Hausa_xlsr
Property | Value |
---|---|
Base Model | facebook/wav2vec2-xls-r-300m |
Author | Akashpb13 |
Framework | PyTorch 1.10.0 |
Evaluation WER | 32.99% |
What is Hausa_xlsr?
Hausa_xlsr is a specialized speech recognition model fine-tuned from Facebook's wav2vec2-xls-r-300m for the Hausa language. The model represents a significant advancement in African language processing, achieving a Word Error Rate (WER) of 32.99% on its evaluation set.
Implementation Details
The model was trained using a comprehensive dataset from Common Voice 7.0, including train.tsv, dev.tsv, invalidated.tsv, reported.tsv, and other.tsv files. Training utilized native AMP mixed precision training over 50 epochs, with a cosine learning rate scheduler with warmup steps.
- Learning rate: 0.000096
- Batch size: 16 (training and evaluation)

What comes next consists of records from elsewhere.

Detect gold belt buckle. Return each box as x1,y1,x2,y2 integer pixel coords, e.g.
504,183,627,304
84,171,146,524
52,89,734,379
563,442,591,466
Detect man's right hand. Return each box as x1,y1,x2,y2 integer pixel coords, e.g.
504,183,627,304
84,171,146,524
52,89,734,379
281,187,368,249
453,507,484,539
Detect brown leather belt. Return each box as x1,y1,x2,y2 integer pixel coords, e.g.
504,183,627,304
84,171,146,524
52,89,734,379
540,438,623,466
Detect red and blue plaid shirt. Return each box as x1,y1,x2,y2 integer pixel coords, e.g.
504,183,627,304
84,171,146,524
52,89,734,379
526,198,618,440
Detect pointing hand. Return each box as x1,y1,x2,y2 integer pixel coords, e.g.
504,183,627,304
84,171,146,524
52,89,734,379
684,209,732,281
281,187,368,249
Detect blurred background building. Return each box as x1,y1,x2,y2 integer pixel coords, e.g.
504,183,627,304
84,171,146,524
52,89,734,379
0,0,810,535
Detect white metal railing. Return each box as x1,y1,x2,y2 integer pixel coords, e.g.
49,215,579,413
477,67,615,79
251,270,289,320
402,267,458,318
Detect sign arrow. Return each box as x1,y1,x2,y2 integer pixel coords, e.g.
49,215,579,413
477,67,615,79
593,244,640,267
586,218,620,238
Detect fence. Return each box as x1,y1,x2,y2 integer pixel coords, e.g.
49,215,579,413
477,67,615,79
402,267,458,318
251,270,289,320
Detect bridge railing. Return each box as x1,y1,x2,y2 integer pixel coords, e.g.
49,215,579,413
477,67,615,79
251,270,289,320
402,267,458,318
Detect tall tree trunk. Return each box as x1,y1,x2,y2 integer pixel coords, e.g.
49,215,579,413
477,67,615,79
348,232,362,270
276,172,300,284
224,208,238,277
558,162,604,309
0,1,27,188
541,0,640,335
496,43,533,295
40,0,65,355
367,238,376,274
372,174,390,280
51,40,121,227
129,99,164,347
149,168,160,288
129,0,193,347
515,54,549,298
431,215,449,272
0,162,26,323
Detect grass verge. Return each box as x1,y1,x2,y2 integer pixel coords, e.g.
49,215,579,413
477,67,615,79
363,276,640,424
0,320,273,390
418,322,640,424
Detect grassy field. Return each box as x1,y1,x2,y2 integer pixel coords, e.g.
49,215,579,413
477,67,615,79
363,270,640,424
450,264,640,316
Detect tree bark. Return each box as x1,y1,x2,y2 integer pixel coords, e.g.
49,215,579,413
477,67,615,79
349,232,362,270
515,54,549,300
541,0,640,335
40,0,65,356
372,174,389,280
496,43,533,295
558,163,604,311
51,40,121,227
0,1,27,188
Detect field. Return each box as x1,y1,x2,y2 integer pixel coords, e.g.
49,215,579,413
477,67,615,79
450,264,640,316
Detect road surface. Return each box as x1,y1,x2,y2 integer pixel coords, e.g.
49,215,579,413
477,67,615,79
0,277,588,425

- Gradient accumulation steps: 2
- Warmup steps: 500
Core Capabilities
- Hausa speech recognition with 32.99% WER
- Robust performance across various Common Voice datasets
- Optimized for production deployment with PyTorch
- Supports mixed precision training
Frequently Asked Questions
Q: What makes this model unique?
The model specializes in Hausa language speech recognition, utilizing a carefully curated dataset where only entries with more upvotes than downvotes were considered. Its training progression shows significant improvement from an initial WER of 100% to a final 32.99%.
Q: What are the recommended use cases?
This model is ideal for Hausa speech recognition tasks, particularly in applications requiring transcription of Hausa audio content. It's best suited for scenarios where the audio quality matches the Common Voice dataset characteristics.